Kobane Calling

de

En Syrie, quand Daesh aura brûlé ses dernières cartouches, gageons que l’opération de nettoyage se poursuivra jusqu’à la mise au pas du Rojava, territoire kurde ayant adopté un mode de fonctionnement très particulier. On comprend aisément que les dirigeants autoritaires du coin, El Assad et Erdogan en tête, sans même parler de frontières ni d’autonomie, voient d’un très mauvais œil cette tentative d’organisation sociale cultivant la démocratie (directe) contre les diktats religieux et le patriarcat, mais le projet de confédéralisme démocratique n’est pas très raccord non plus avec les Grands Principes de nos démocraties (représentatives) d’occident qui préfèrent donc regarder ailleurs, le Gouvernement Régional du Kurdistan d’Irak s’étant montré contrairement au Rojava très accommodant avec les valeurs éthiques du néolibéralisme en général et de nos compagnies pétrolières en particulier.
Ainsi, sur la photo telle qu’on nous la présente dans la plupart des médias, on évitera de confondre le Peshmerga (Irak), la combattante du YPG (Syrie) et le militant du PKK (Turquie).
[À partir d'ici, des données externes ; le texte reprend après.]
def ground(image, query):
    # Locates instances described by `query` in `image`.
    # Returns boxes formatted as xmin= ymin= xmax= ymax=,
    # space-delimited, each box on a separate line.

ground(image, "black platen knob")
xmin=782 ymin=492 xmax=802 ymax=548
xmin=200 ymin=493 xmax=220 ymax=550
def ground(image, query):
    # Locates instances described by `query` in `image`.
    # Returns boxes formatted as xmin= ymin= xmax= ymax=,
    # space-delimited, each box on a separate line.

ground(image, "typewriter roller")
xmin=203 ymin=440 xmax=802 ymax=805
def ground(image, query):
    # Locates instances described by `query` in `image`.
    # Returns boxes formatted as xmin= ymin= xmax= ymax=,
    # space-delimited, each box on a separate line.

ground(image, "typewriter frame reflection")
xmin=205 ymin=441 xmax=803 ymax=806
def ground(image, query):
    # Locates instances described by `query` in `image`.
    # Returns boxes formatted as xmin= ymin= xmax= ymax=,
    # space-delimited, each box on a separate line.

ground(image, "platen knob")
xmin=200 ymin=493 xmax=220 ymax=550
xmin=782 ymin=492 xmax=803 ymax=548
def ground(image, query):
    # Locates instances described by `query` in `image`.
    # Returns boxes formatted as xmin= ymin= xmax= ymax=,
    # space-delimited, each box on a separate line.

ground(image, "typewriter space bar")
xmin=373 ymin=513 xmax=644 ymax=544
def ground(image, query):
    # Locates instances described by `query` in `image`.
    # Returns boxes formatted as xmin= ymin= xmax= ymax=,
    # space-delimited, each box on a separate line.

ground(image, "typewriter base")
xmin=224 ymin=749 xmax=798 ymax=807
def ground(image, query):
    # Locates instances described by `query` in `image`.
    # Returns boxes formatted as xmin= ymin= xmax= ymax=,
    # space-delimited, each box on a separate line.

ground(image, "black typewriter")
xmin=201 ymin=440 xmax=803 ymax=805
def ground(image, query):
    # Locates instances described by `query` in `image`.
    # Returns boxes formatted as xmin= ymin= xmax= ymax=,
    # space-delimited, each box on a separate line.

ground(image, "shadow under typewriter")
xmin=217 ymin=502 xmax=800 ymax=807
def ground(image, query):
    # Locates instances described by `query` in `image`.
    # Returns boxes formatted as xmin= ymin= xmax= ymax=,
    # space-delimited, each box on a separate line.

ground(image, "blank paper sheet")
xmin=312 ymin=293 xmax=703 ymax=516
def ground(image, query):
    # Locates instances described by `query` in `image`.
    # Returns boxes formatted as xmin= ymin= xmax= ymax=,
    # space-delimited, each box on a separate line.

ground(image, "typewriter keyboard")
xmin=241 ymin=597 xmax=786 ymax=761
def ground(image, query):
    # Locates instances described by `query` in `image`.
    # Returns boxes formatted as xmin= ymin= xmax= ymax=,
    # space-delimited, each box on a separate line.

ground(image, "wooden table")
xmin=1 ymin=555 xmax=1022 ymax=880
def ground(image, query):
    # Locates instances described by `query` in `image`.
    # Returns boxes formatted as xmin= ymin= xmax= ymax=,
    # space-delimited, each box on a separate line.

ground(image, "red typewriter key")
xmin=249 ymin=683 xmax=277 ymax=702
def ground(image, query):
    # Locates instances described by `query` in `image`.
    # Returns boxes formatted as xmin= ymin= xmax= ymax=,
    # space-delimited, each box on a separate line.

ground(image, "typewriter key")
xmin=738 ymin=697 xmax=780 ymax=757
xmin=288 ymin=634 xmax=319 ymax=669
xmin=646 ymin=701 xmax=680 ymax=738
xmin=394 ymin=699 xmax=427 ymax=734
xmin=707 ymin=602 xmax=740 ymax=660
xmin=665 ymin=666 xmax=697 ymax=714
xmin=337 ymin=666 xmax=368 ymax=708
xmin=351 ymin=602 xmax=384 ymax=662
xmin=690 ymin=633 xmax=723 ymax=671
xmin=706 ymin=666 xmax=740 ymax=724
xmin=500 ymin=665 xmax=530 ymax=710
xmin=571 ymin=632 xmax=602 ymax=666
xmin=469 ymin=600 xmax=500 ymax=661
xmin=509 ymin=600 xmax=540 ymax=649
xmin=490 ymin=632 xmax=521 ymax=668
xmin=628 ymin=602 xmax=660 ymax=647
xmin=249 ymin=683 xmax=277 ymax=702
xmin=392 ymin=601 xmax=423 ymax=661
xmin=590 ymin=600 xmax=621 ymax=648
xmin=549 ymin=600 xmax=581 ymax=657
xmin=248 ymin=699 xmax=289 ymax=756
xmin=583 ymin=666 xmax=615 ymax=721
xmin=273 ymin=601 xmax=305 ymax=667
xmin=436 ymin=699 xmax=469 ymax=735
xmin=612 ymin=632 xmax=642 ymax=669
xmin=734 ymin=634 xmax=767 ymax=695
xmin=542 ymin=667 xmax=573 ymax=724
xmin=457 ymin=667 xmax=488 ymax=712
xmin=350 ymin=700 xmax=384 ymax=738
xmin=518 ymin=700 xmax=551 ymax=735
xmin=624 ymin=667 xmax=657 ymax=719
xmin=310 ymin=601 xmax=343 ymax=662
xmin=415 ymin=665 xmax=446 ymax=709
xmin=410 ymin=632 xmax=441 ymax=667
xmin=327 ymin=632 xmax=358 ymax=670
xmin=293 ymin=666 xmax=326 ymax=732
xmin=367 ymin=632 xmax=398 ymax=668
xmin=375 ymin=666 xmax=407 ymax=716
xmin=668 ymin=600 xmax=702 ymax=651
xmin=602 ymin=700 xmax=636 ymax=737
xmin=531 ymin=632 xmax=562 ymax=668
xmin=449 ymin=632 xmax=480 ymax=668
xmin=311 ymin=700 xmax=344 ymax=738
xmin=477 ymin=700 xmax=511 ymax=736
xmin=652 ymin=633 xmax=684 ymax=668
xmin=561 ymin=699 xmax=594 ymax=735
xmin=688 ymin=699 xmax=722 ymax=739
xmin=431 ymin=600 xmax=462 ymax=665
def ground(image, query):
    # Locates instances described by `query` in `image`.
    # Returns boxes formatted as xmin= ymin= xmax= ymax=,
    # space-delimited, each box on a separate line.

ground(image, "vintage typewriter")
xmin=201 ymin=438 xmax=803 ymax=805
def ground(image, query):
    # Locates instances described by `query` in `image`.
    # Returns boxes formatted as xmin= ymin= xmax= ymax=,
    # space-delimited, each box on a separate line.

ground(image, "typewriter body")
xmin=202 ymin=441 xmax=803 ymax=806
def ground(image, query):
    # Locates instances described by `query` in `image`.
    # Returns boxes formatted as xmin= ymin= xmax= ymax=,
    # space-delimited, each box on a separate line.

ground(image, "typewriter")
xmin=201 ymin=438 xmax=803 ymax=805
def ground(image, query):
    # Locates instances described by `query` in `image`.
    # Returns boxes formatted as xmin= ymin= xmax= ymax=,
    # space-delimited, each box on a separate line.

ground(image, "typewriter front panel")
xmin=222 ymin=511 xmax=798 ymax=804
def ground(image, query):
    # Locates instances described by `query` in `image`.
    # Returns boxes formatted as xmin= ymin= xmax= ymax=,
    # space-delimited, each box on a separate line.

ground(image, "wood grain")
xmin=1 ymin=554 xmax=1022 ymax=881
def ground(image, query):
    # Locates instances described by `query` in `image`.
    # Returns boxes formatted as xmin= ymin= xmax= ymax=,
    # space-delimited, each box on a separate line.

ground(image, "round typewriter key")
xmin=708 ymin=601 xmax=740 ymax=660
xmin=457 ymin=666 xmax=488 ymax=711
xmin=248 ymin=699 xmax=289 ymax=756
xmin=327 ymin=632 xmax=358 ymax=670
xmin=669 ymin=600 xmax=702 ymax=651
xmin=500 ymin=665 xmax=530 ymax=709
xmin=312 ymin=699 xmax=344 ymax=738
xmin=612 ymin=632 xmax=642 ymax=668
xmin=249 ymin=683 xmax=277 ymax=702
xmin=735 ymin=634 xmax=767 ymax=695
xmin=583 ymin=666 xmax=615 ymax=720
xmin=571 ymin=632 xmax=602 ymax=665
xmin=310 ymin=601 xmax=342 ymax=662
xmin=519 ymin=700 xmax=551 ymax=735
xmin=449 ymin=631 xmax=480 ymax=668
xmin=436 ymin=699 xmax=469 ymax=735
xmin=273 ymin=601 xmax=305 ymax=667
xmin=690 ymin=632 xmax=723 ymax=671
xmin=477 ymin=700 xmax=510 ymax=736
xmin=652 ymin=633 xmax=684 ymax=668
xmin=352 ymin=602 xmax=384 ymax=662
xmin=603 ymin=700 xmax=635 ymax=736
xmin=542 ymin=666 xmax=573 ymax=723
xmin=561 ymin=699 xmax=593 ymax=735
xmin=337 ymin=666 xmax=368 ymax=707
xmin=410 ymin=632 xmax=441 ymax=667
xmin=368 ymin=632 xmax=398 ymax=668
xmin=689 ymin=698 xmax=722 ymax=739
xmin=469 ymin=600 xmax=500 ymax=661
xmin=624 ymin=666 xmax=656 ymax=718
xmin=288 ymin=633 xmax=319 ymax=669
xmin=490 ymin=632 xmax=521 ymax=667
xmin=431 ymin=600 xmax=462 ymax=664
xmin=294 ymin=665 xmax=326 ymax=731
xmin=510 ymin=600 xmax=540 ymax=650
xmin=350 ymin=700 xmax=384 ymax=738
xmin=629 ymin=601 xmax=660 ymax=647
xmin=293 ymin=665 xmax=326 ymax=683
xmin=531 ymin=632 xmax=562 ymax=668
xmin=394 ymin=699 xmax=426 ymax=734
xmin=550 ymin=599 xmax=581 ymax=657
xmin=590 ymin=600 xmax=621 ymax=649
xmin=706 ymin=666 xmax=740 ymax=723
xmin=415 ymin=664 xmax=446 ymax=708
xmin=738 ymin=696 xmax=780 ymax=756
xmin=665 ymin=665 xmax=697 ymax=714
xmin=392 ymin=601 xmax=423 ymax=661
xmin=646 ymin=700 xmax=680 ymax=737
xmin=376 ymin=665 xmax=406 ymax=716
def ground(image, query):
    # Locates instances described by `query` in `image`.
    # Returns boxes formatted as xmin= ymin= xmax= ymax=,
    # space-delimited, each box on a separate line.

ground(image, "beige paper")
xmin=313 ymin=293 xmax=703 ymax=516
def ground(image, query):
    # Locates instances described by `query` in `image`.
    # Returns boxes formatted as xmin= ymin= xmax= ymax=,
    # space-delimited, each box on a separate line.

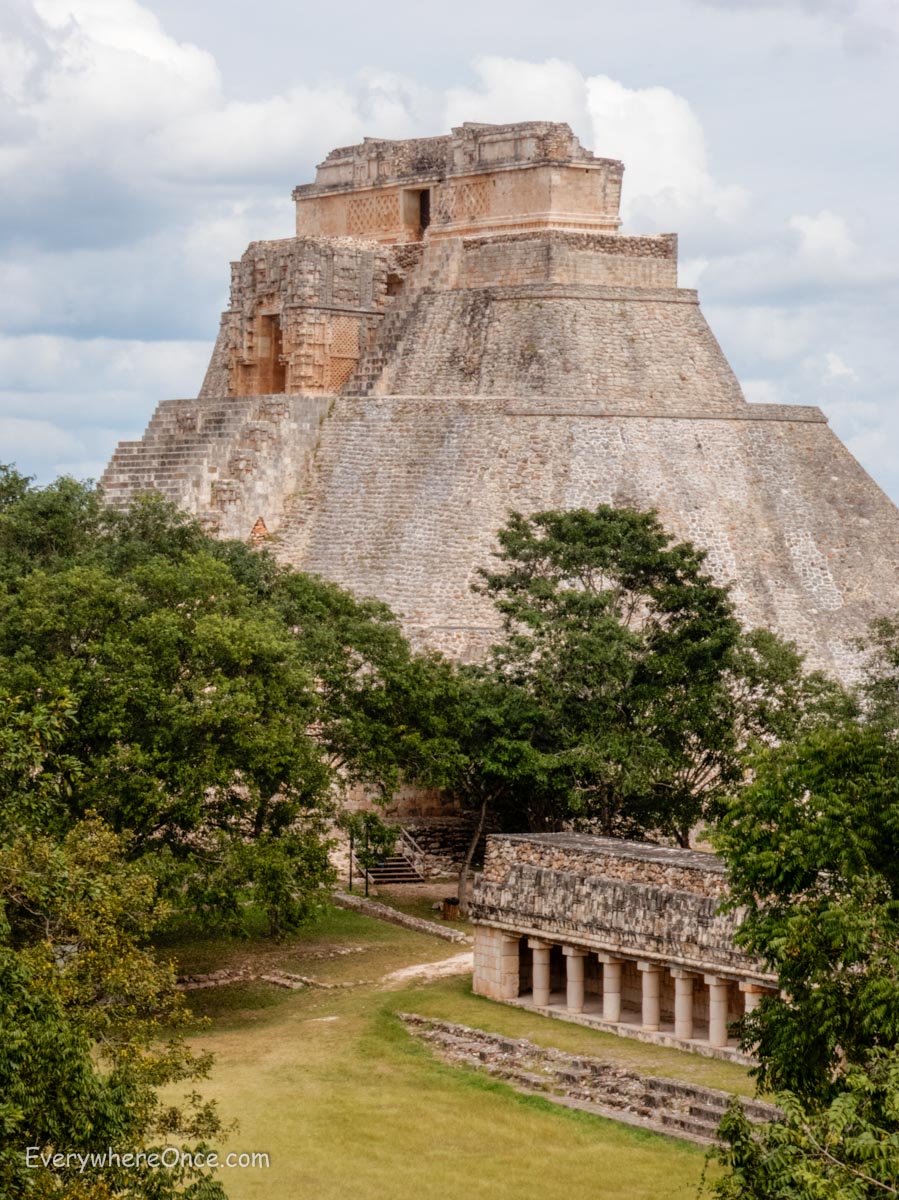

Le premier est un gentil résistant, le dernier un méchant terroriste. Quant à celle du milieu, si émouvante et photogénique, on ne sait pas trop la qualifier, alors plaçons-la dans la rubrique « icônes ».

Il est question de tout cela dans l’ouvrage de Zerocalcare. Venu du punk, attaché à la cause kurde, l’auteur romain a poussé le bouchon jusqu’à se rendre sur place pour voir à quoi ressemble une utopie libertaire s’épanouissant tant bien que mal en temps de guerre.
Puissance de la bande dessinée qui permet de décrire avec force sans s’accrocher au réalisme. L’auteur peut décider de représenter la conscience de son quartier sous les traits d’un mammouth, un compagnon de voyage avec une tête de cervidé, des activistes dont il lui faut taire l’identité sous forme d’un morceau de fromage ou d’une olive sans que cela ne perturbe la lecture. Zerocalcare réussit là où beaucoup échouent, en éloignant le pathos et l’anecdotique. Tension et humour au plus proche du désastre, petits rappels géopolitiques à la clef, le strict nécessaire pour éclairer le voyage.
En confrontant constamment son statut d’occidental naïf vivant dans le confort et la sécurité à celui de gens qui luttent arme à la main au quotidien, il rapproche les lecteurs de son expérience personnelle parce que nous partageons un point de vue similaire : eurocentré, oscillant entre empathie et rejet, trouille et incompréhension, colère et mauvaise conscience. À cette différence que pour la plupart, nous resterons le cul sur notre canapé.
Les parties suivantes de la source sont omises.